By contrast, most iPads sold -- about 90 percent -- are Wi-Fi-only models, so they can get such data only when connected to a Wi-Fi network, which means they can't be connected to real-time data most of the time. And they're not as portable as an iPhone, so chances are they're set down somewhere out of reach for whatever you're currently wanting to track.

To protect us from ourselves, Apple doesn't provide us real-time-oriented apps on our iPads. Even though the iPad is a perfect device for accessing and working with that data, whether real-time or stored.

(Calculator's omission on the iPad is, I suspect, due to a very different logic: An iPhone is roughly the size of a pocket calculator, so it makes sense to provide a digital version for the pocket-sized iPhone but not a larger-screen device like the iPad. I guess Apple has forgotten aboout desk calculators -- or that it has the Calculator app on the Mac.)
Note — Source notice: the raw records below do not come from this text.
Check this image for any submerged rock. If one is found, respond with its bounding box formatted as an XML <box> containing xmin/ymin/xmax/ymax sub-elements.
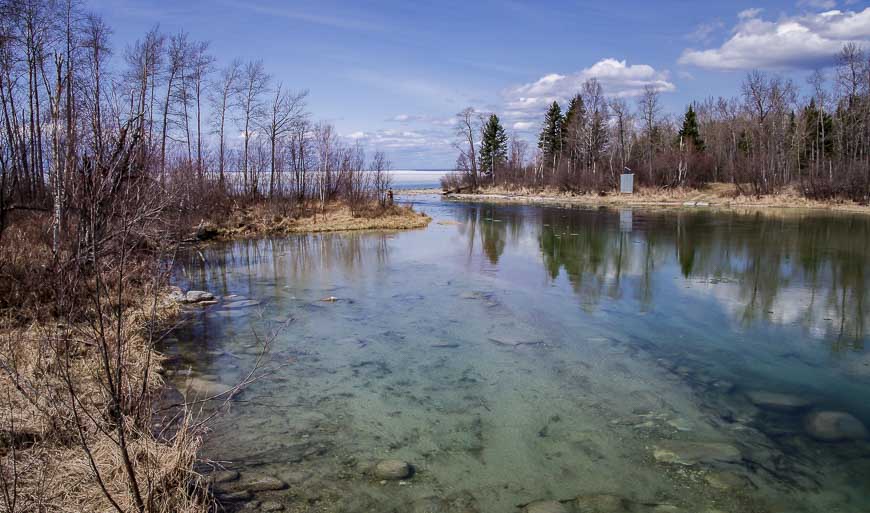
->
<box><xmin>241</xmin><ymin>476</ymin><xmax>287</xmax><ymax>492</ymax></box>
<box><xmin>219</xmin><ymin>490</ymin><xmax>254</xmax><ymax>502</ymax></box>
<box><xmin>260</xmin><ymin>501</ymin><xmax>284</xmax><ymax>511</ymax></box>
<box><xmin>183</xmin><ymin>290</ymin><xmax>215</xmax><ymax>303</ymax></box>
<box><xmin>523</xmin><ymin>501</ymin><xmax>568</xmax><ymax>513</ymax></box>
<box><xmin>224</xmin><ymin>299</ymin><xmax>260</xmax><ymax>310</ymax></box>
<box><xmin>185</xmin><ymin>378</ymin><xmax>233</xmax><ymax>397</ymax></box>
<box><xmin>704</xmin><ymin>472</ymin><xmax>751</xmax><ymax>490</ymax></box>
<box><xmin>167</xmin><ymin>286</ymin><xmax>185</xmax><ymax>303</ymax></box>
<box><xmin>804</xmin><ymin>411</ymin><xmax>867</xmax><ymax>442</ymax></box>
<box><xmin>374</xmin><ymin>460</ymin><xmax>414</xmax><ymax>479</ymax></box>
<box><xmin>206</xmin><ymin>470</ymin><xmax>239</xmax><ymax>484</ymax></box>
<box><xmin>574</xmin><ymin>494</ymin><xmax>632</xmax><ymax>513</ymax></box>
<box><xmin>746</xmin><ymin>390</ymin><xmax>812</xmax><ymax>412</ymax></box>
<box><xmin>653</xmin><ymin>440</ymin><xmax>743</xmax><ymax>466</ymax></box>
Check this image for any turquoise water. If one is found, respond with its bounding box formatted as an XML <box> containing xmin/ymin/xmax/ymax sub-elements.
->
<box><xmin>165</xmin><ymin>196</ymin><xmax>870</xmax><ymax>513</ymax></box>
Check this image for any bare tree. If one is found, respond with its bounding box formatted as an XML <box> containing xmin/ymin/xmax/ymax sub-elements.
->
<box><xmin>262</xmin><ymin>82</ymin><xmax>308</xmax><ymax>197</ymax></box>
<box><xmin>456</xmin><ymin>107</ymin><xmax>480</xmax><ymax>191</ymax></box>
<box><xmin>236</xmin><ymin>60</ymin><xmax>269</xmax><ymax>195</ymax></box>
<box><xmin>210</xmin><ymin>59</ymin><xmax>242</xmax><ymax>189</ymax></box>
<box><xmin>638</xmin><ymin>85</ymin><xmax>661</xmax><ymax>183</ymax></box>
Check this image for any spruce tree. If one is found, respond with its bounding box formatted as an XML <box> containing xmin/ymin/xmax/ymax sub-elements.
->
<box><xmin>562</xmin><ymin>94</ymin><xmax>586</xmax><ymax>171</ymax></box>
<box><xmin>478</xmin><ymin>114</ymin><xmax>507</xmax><ymax>178</ymax></box>
<box><xmin>680</xmin><ymin>105</ymin><xmax>705</xmax><ymax>152</ymax></box>
<box><xmin>538</xmin><ymin>102</ymin><xmax>565</xmax><ymax>169</ymax></box>
<box><xmin>795</xmin><ymin>99</ymin><xmax>834</xmax><ymax>167</ymax></box>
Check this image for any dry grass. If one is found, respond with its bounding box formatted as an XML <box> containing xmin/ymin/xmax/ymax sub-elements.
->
<box><xmin>450</xmin><ymin>183</ymin><xmax>870</xmax><ymax>213</ymax></box>
<box><xmin>0</xmin><ymin>289</ymin><xmax>209</xmax><ymax>513</ymax></box>
<box><xmin>198</xmin><ymin>203</ymin><xmax>431</xmax><ymax>240</ymax></box>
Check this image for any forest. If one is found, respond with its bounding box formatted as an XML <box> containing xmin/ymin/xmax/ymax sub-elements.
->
<box><xmin>443</xmin><ymin>43</ymin><xmax>870</xmax><ymax>204</ymax></box>
<box><xmin>0</xmin><ymin>0</ymin><xmax>402</xmax><ymax>513</ymax></box>
<box><xmin>0</xmin><ymin>0</ymin><xmax>389</xmax><ymax>246</ymax></box>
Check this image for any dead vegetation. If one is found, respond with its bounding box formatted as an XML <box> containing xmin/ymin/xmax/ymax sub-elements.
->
<box><xmin>450</xmin><ymin>183</ymin><xmax>870</xmax><ymax>213</ymax></box>
<box><xmin>197</xmin><ymin>202</ymin><xmax>431</xmax><ymax>240</ymax></box>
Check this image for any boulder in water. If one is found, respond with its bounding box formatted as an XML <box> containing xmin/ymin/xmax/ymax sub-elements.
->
<box><xmin>224</xmin><ymin>299</ymin><xmax>260</xmax><ymax>310</ymax></box>
<box><xmin>746</xmin><ymin>390</ymin><xmax>812</xmax><ymax>412</ymax></box>
<box><xmin>182</xmin><ymin>290</ymin><xmax>215</xmax><ymax>303</ymax></box>
<box><xmin>804</xmin><ymin>411</ymin><xmax>867</xmax><ymax>442</ymax></box>
<box><xmin>523</xmin><ymin>501</ymin><xmax>568</xmax><ymax>513</ymax></box>
<box><xmin>653</xmin><ymin>440</ymin><xmax>743</xmax><ymax>466</ymax></box>
<box><xmin>241</xmin><ymin>475</ymin><xmax>287</xmax><ymax>492</ymax></box>
<box><xmin>374</xmin><ymin>460</ymin><xmax>414</xmax><ymax>479</ymax></box>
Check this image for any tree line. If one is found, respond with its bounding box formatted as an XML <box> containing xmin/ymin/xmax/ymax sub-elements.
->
<box><xmin>0</xmin><ymin>0</ymin><xmax>389</xmax><ymax>244</ymax></box>
<box><xmin>444</xmin><ymin>43</ymin><xmax>870</xmax><ymax>203</ymax></box>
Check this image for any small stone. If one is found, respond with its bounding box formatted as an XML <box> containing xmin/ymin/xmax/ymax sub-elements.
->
<box><xmin>704</xmin><ymin>472</ymin><xmax>750</xmax><ymax>490</ymax></box>
<box><xmin>653</xmin><ymin>440</ymin><xmax>743</xmax><ymax>466</ymax></box>
<box><xmin>746</xmin><ymin>390</ymin><xmax>812</xmax><ymax>412</ymax></box>
<box><xmin>206</xmin><ymin>470</ymin><xmax>239</xmax><ymax>484</ymax></box>
<box><xmin>243</xmin><ymin>476</ymin><xmax>287</xmax><ymax>492</ymax></box>
<box><xmin>184</xmin><ymin>290</ymin><xmax>214</xmax><ymax>303</ymax></box>
<box><xmin>166</xmin><ymin>286</ymin><xmax>185</xmax><ymax>303</ymax></box>
<box><xmin>374</xmin><ymin>460</ymin><xmax>413</xmax><ymax>480</ymax></box>
<box><xmin>185</xmin><ymin>377</ymin><xmax>233</xmax><ymax>398</ymax></box>
<box><xmin>523</xmin><ymin>501</ymin><xmax>568</xmax><ymax>513</ymax></box>
<box><xmin>220</xmin><ymin>490</ymin><xmax>254</xmax><ymax>502</ymax></box>
<box><xmin>712</xmin><ymin>379</ymin><xmax>734</xmax><ymax>394</ymax></box>
<box><xmin>574</xmin><ymin>494</ymin><xmax>632</xmax><ymax>513</ymax></box>
<box><xmin>804</xmin><ymin>411</ymin><xmax>867</xmax><ymax>442</ymax></box>
<box><xmin>224</xmin><ymin>299</ymin><xmax>260</xmax><ymax>310</ymax></box>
In Apple's connected, synced world, devices shouldn't matter for app availability
Apple's apparent rationales for not providing iPad versions of connected apps like Passbook and Weather are flawed, penalizing iPad users unnecessarily and contradicting the "connected fabric" direction the company has embarked on.

First, there are cellular iPads, so why are those devices not preinstalled with these apps? Because, I'm sure, Apple wants a consistent iPad experience more than it wants a consistent connected experience. That was always dubious logic, but it grows more dubious the more connected Apple makes its product ecosystem.

Second -- and the logical flaw that matters most -- is that Apple already has plenty of real-time connected apps on the iPad: Mail, Calendar, Reminders, FaceTime, Messages, Find My Friends, and Maps, for example. It doesn't make sense to exclude the others. If my iPad is not connected to the network, I know I won't get the current weather, just as I won't get the current email. But when I am connected, I should be able to check it. Why aren't both apps available? Apple doesn't seem to get that users know this. This disconnect makes even less sense with apps like HealthKit, which is designed to be not just a collector of health-related data but also a viewer, organizer, and sharer of it.